Lightweight, robust, elegant syntax highlighting.
https://prismjs.com
MIT License
12.22k stars 1.29k forks source link

Use ES2018 RegExp lookbehind assertions when available #1708

Open ExE-Boss opened 5 years ago

ExE-Boss commented 5 years ago

ECMAScript 2018 adds built‑in support for lookbehind assertions to regular expressions, which can be a lot faster than the current pseudo‑lookbehind implemented in Prism.

Also, it’d be nice to use the official syntax and only use the pre‑ES2018 implementation when necessary.

RunDevelopment commented 5 years ago

Sorry, but this feature is so new that not even FireFox (64.0.2) supports it at this point in time. It will probably take a few years until the majority of browsers support this feature. So Prism is likely to be stuck with the pseudo-lookbehinds for at least 5 years or so.

Also, I don't think that a polyfill is possible for this as the underlying Regex-engine itself has to be changed for this. Sure, you can implement one yourself in JS but then we don't have to talk about performance.

ExE-Boss commented 5 years ago

I don’t mean implement a polyfill, I mean keep using the current code path for browsers which don’t support lookbehind, but add a new code path for browsers which do support this, which would convert the first ( into (?<= for lookbehind: true during runtime if it’s supported.
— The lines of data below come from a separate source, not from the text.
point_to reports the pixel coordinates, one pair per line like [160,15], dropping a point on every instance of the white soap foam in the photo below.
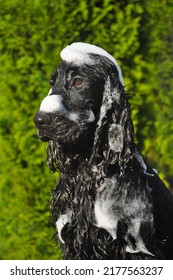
[79,52]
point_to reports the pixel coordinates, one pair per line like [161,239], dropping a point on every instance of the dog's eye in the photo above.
[77,82]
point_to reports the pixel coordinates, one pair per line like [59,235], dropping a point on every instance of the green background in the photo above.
[139,34]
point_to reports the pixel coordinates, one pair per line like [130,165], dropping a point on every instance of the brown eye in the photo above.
[77,82]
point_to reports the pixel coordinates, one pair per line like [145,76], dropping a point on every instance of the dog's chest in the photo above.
[115,206]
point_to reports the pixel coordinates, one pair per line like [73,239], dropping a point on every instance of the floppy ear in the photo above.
[114,132]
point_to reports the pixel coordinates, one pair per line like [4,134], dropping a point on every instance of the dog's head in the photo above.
[70,112]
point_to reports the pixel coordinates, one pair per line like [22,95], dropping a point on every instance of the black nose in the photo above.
[41,118]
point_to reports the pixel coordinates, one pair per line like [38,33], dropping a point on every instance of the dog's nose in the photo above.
[41,118]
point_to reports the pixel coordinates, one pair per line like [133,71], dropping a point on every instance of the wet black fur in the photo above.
[76,149]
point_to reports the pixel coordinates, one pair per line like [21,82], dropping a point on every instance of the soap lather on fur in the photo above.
[108,203]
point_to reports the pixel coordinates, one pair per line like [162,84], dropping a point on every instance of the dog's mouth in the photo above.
[63,128]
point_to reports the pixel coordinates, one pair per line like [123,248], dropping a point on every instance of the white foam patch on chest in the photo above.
[61,222]
[79,53]
[108,211]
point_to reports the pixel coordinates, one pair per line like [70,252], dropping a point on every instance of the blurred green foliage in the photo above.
[139,34]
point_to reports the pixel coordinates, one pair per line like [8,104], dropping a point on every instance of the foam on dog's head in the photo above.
[79,53]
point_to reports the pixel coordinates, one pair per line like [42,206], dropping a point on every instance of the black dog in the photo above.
[109,204]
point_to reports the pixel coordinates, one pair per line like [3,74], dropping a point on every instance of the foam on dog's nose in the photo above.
[79,53]
[52,104]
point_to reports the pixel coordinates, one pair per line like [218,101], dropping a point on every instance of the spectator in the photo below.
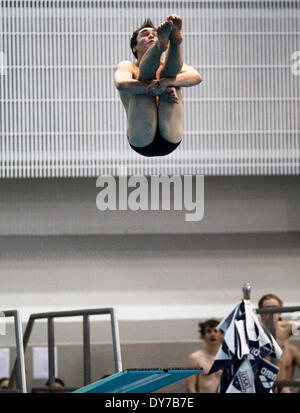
[283,330]
[204,358]
[4,383]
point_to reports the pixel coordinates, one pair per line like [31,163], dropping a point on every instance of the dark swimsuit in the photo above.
[158,147]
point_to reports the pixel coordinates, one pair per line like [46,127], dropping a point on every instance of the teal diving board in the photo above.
[138,380]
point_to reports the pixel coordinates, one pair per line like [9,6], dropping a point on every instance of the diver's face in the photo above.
[212,336]
[271,302]
[145,39]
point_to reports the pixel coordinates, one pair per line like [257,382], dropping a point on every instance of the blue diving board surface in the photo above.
[138,381]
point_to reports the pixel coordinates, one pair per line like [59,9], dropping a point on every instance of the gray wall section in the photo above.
[59,252]
[68,206]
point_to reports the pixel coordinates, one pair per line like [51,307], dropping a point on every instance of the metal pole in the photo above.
[116,341]
[25,342]
[20,353]
[86,350]
[51,352]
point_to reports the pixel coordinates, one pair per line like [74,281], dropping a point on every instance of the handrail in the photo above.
[50,316]
[20,360]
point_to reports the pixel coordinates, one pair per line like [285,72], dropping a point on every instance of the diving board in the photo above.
[138,381]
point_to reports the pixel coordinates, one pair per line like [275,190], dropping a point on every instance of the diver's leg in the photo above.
[170,118]
[142,120]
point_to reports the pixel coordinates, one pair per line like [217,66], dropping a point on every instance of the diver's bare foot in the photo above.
[163,34]
[176,33]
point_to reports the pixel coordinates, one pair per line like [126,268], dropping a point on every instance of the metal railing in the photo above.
[19,367]
[271,311]
[86,339]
RunDevelopment commented 5 years ago

I was actually also thinking that this might be a good idea at some point. "The browser (and Node) can optimize way better than we ever could and everything would be so much nicer", I was thinking.

But unfortunately, we can't do this because Prism's lookbehinds are not real lookbehinds; they behave differently.

To illustrate this, suppose the following pattern: /(a*)./ which is used to highlight this string: aa.

The real lookbehind obviously behaves correct but the point is that some patterns actually use this 'incorrect' behavior of Prism's lookbehinds, so we might get different highlighting results depending on the browser (version).

Another problem is that real lookbehinds can even access parts of the string before lastIndex. Prism cannot. This means that greedy matching will behave differently. So we would have to change that implementation as well.

I do think that we should totally go for real Regex lookbehinds as soon as they become available on a majority of browsers. We can then remove the fake Prism lookbehinds and live happily ever after. But until then the hassle of making Prism work with 2 slightly different lookbehinds is just too much to be worth it.


To be clear: One can use ECMAScript 2018 lookbehinds in patterns right now of course.

mAAdhaTTah commented 5 years ago

We have #1578 to track when we can drop IE11 support. We can't use new RegEx features until we've decided that we're going to abandon IE11.

RunDevelopment commented 5 years ago

@mAAdhaTTah We can't even use it IF we were to abandon IE11. This Regex feature is so new that not even the latest release of FF supports it. Only V8 implements this at the moment.

joshgoebel commented 3 years ago

AFAIK Safari is the major hold out now on support for look-behind. We don't plan to support it in Highlight.js until Safari has added proper support so that we have the same behavior across all modern browsers.

RunDevelopment commented 3 years ago

Interesting. Right now, about 75% use a browser that supports lookbehinds. If all Safari browsers added support for them now, we could be at >=90% in maybe a year. Well, that's a big if, so Prism will likely not use lookbehinds for another two years or so.

Also, Prism has to be conservative about this because we heavily use RegExp literals. Browsers that don't support lookbehinds in RegExp literals will throw a SyntaxError at parse time meaning that our whole library won't work instead of just one or two regexes.